L’epidemiologia veterinaria si fa (anche) coi dati ambientali
All’origine dell’epidemia di peste del 1347, che dall’Asia centrale dilagò in tutta Europa decimando almeno un terzo della popolazione, ci furono probabilmente condizioni climatiche particolarmente favorevoli di caldo e umidità. L’interdipendenza fra clima, ambiente e salute però non era ancora chiara; d’altronde i medici di allora non furono nemmeno in grado di capire che la trasmissione del patogeno era causata dalle pulci, propendendo piuttosto per la punizione divina.
Dati ambientali come temperatura, quantità di precipitazioni o presenza di vegetazione possono contribuire a comprendere i meccanismi di diffusione di alcune malattie di interesse veterinario.
Oggi la disponibilità di dati ambientali come temperatura, quantità di precipitazioni o presenza di vegetazione può contribuire a comprendere i meccanismi di diffusione di alcune malattie di interesse veterinario. Nell’epoca dei big data e della sanità 4.0, dove la capacità di decodificare fenomeni complessi richiede approcci nuovi e interdisciplinari, anche lo studio di minime variazioni di una variabile ambientale può aiutare a spiegare effetti su vasta scala.
È questa l’idea alla base di EVE (Environmental data for Veterinary Epidemiology), il sistema unico semiautomatizzato sviluppato dai ricercatori del Laboratorio GIS dell’Istituto Zooprofilattico Sperimentale delle Venezie (IZSVe), in grado di trasformare dati numerici in informazioni utili, ad esempio, nella lotta contro le zoonosi. Il sistema al momento è applicato allo studio epidemiologico di West Nile Virus e influenza aviaria.

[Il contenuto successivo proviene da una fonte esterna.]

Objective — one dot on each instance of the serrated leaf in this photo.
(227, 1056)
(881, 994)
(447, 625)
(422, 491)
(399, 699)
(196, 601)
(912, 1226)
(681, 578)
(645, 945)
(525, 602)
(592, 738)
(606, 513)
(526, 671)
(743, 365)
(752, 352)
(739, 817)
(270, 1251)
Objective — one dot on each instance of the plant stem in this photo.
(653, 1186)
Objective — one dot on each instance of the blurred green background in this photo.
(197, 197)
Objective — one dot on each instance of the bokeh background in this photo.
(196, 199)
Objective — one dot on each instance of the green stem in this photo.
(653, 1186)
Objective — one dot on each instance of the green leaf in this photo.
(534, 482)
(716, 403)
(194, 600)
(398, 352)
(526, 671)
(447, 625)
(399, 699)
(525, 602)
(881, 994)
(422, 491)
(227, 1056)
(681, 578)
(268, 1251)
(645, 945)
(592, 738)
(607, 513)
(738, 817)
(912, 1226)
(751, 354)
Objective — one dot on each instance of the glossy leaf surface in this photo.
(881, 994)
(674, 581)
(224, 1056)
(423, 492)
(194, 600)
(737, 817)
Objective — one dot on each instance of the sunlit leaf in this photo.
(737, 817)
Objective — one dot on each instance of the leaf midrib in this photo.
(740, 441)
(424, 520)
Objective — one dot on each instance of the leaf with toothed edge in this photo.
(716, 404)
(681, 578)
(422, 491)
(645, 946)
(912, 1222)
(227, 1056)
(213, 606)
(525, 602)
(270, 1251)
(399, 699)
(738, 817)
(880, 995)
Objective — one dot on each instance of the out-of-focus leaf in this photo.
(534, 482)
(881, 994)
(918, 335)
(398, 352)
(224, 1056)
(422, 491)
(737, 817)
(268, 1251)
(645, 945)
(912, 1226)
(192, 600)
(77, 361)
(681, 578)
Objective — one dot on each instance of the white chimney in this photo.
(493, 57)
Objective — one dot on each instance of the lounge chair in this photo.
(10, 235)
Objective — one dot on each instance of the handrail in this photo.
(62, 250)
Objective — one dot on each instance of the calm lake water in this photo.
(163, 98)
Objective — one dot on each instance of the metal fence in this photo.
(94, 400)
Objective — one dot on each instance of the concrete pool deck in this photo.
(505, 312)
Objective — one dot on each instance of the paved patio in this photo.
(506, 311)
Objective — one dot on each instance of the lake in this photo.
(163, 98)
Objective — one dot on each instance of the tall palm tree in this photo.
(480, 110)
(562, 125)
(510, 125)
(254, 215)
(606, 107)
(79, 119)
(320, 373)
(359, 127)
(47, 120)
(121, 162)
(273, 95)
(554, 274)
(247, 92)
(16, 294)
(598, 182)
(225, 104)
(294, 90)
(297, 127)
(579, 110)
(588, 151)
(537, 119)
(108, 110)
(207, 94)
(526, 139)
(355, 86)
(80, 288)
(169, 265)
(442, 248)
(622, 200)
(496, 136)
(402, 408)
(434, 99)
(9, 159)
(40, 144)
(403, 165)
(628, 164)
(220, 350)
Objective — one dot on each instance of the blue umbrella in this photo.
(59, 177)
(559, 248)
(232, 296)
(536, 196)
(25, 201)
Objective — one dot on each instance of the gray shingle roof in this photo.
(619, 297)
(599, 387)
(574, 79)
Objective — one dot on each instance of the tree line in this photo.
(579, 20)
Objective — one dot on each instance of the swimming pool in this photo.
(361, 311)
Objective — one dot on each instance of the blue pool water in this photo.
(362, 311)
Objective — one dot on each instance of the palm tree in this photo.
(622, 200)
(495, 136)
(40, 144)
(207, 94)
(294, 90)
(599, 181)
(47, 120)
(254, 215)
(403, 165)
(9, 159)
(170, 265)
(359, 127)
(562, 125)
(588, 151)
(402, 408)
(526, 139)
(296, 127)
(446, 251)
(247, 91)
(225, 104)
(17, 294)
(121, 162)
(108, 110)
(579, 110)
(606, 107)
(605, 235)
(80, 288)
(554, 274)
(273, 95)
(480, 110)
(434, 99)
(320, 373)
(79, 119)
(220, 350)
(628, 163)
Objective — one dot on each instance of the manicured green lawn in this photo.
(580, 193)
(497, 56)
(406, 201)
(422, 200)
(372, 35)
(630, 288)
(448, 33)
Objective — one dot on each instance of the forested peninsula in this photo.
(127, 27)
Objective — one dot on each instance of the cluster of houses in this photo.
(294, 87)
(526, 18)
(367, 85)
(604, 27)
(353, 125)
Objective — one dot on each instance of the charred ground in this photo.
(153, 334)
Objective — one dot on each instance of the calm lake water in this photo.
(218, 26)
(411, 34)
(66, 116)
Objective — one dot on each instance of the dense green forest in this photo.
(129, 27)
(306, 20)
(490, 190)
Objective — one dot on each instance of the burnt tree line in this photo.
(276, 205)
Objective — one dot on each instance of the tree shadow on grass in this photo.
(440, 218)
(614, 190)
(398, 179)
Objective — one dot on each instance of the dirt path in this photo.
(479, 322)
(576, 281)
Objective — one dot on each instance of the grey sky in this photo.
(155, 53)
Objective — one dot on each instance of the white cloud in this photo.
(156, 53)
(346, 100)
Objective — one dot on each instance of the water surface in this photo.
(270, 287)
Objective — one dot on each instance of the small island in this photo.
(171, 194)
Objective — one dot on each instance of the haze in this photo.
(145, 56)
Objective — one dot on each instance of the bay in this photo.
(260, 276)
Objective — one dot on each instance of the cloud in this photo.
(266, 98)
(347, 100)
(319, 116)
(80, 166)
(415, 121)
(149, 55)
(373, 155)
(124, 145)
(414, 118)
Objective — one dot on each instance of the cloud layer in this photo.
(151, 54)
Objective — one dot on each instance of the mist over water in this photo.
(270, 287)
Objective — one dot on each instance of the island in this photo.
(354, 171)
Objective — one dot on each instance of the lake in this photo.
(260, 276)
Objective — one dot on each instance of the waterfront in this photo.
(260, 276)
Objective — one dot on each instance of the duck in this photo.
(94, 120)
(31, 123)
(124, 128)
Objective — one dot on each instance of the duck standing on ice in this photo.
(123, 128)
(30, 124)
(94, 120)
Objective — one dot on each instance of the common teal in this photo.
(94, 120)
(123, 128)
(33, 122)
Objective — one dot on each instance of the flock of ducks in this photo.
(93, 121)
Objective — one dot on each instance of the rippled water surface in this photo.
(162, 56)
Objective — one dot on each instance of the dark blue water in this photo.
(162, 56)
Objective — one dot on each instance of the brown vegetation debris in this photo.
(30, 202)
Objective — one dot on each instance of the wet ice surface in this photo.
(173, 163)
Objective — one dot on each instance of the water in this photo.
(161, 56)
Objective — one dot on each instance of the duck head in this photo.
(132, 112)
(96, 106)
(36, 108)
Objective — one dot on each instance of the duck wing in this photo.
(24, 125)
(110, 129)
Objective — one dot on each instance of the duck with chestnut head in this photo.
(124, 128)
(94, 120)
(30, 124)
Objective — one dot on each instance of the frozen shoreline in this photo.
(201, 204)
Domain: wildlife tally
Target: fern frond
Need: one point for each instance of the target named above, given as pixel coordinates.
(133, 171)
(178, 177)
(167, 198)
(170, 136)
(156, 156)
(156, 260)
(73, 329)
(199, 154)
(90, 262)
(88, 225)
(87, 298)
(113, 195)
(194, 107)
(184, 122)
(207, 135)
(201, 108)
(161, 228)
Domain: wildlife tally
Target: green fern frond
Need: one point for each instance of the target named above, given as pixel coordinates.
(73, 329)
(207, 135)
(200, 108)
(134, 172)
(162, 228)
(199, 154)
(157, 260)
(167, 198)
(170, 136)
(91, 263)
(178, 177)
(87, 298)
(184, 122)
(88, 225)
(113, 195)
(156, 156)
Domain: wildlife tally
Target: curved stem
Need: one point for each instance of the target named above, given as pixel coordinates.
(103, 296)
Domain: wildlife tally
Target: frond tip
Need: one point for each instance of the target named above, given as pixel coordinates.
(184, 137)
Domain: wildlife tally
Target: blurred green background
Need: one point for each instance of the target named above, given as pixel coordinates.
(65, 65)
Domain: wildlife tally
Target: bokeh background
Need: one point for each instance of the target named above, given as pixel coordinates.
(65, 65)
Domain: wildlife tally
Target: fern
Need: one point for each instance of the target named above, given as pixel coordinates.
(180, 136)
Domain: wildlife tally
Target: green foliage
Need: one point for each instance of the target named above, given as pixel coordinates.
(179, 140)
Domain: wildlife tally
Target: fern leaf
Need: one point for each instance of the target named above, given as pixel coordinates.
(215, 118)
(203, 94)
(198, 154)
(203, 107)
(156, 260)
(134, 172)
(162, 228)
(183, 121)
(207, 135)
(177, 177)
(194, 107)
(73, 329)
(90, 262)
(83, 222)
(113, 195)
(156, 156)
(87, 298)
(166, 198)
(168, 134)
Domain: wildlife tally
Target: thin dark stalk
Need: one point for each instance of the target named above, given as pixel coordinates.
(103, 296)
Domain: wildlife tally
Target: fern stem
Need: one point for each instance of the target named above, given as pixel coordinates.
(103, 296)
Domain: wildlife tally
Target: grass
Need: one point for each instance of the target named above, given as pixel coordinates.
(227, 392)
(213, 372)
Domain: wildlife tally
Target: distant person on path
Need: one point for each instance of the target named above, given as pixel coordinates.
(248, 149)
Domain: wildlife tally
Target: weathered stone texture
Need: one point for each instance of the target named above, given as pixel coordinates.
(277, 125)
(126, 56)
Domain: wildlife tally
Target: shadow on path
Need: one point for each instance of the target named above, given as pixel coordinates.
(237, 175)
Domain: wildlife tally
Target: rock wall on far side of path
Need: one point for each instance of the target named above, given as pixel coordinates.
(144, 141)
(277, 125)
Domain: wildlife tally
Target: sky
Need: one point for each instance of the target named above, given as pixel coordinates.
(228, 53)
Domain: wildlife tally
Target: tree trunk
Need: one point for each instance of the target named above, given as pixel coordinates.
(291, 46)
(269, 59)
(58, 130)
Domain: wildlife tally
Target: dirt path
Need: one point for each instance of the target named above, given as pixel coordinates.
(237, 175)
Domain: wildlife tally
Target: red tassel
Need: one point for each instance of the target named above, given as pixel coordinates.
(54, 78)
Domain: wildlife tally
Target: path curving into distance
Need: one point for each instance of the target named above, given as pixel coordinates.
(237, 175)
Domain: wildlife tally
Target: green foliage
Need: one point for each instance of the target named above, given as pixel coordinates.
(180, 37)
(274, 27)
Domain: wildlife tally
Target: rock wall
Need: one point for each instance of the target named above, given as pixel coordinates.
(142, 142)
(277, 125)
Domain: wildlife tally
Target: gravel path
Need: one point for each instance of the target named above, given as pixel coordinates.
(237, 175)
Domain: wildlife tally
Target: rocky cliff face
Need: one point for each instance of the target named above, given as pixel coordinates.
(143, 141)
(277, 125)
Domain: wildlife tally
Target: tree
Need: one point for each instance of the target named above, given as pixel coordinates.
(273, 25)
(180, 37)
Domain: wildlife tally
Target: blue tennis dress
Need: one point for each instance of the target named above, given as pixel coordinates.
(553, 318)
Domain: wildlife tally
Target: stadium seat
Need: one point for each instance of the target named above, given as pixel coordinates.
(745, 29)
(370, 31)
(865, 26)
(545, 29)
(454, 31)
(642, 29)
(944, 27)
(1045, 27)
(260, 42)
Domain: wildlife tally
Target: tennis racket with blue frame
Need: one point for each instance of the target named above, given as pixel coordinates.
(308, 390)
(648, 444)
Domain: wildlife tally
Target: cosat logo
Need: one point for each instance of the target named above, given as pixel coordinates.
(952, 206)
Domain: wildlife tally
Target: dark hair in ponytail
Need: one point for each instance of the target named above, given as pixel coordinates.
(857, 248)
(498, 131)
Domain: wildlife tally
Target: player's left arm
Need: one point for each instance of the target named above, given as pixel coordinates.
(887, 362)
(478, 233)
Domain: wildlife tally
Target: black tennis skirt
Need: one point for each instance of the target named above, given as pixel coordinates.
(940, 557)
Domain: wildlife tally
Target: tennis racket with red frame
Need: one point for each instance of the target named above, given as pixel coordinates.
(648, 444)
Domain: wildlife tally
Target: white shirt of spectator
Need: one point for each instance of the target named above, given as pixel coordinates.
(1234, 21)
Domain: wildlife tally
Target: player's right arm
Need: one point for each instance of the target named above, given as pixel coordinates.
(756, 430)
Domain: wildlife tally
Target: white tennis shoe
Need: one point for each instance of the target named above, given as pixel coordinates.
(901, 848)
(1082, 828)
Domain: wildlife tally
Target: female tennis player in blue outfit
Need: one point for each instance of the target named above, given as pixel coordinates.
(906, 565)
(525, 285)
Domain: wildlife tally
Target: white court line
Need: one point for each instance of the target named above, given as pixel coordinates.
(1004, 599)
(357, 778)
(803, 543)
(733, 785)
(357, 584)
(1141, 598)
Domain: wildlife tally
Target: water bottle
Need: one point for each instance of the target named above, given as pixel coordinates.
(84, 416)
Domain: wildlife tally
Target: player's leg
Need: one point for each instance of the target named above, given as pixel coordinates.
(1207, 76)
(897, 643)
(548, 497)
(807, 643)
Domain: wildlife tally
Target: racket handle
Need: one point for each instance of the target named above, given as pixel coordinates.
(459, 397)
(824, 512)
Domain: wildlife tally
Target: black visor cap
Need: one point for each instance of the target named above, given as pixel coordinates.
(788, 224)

I cambiamenti climatici osservabili a diverse scale spaziali e storico/temporali sono valutabili anche attraverso le variazioni di parametri ambientali come appunto temperatura, precipitazioni, vegetazione, umidità, salinità dei mari, fino addirittura alla durata della luce diurna. Dal punto di vista epidemiologico, queste variazioni possono influire sulle dinamiche di diffusione di malattie in aree precedentemente non affette, o interferire nella programmazione di attività legate al loro controllo e prevenzione delle zoonosi.